Do I Need Kubernetes?

A question I often hear from teams - both new and established - is “should we host our stack on Kubernetes?”. Given all the buzz it gets in the tech world a lot of people assume so.

I’ve been working with k8s for several years - often with very powerful and complex platforms - and I think the truth is more nuanced.

Here’s my attempt at untangling that decision. It’s geared toward startups and self-sufficient teams in wider organisations with responsibility for hosting their own products. It might also have value to people in more traditional IT departments at larger organisations.

How Can it Help Me?

Kubernetes isn’t just a 2018-era buzzword. It’s a robust, highly scalable system that allows you to construct application deployments out of well-considered primitives (Pod, Service, Ingress etc) then does its damnedest to make the reality match. When applications crash it restarts them. When whole swathes of underlying machines disappear it tries to replace them. If you’re running numerous services (probably developed as a microservice architecture) and you’re looking for efficiency, resilience and a good story for deployment it can do a lot for you.

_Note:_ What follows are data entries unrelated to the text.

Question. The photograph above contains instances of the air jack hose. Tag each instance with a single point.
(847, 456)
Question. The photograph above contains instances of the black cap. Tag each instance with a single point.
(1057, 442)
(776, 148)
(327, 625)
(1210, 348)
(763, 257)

Want a basic degree of resilience in your service? (yes you do) - run multiple replicas in your deployment then balance traffic between them.

If your workload is ‘bursty’ (e.g. a lot of API traffic) you could build on this by rigging up autoscaling to grow capacity when it’s needed. This can save you a lot of money - instead of paying for peak capacity all of the time, provision a baseload amount to keep the platform ticking over and bring up more replicas when they’re needed. And if you can import the queue length into your system autoscaling works for queue-based workloads too.

Worried about your code breaking? Configure liveness/readiness probes and Kubernetes will automatically restart your services when they fail. Likewise for hardware failure - I’ve seen clusters who’ve lost half their nodes keep on trucking like nothing happened. A well-configured and maintained Kubernetes cluster can be incredibly robust. If you have the resources you might even try running a chaos-monkey-like tool to make certain your stack will tolerate regular failures.

Kubernetes has excellent features for integrating with your CI workflow. The most common pattern I see for this is a build (ideally standardised across all your projects) that pushes an image to a Docker registry then kicks your k8s cluster to load it. Depending on taste that can be done by modifying the deployment to pull a new tag, or pointing the tag to the new image and triggering k8s to reload all pods. In most cases (migrations ruin everything) deployment can be fully automated: if you trust your tests and feature flags it can be 100% automatic (aka Continuous Delivery); for the less brave a manual approval step after the build eases the pain. Either way your developers should be able to release most builds to the cluster without any help from Kubernetes specialists.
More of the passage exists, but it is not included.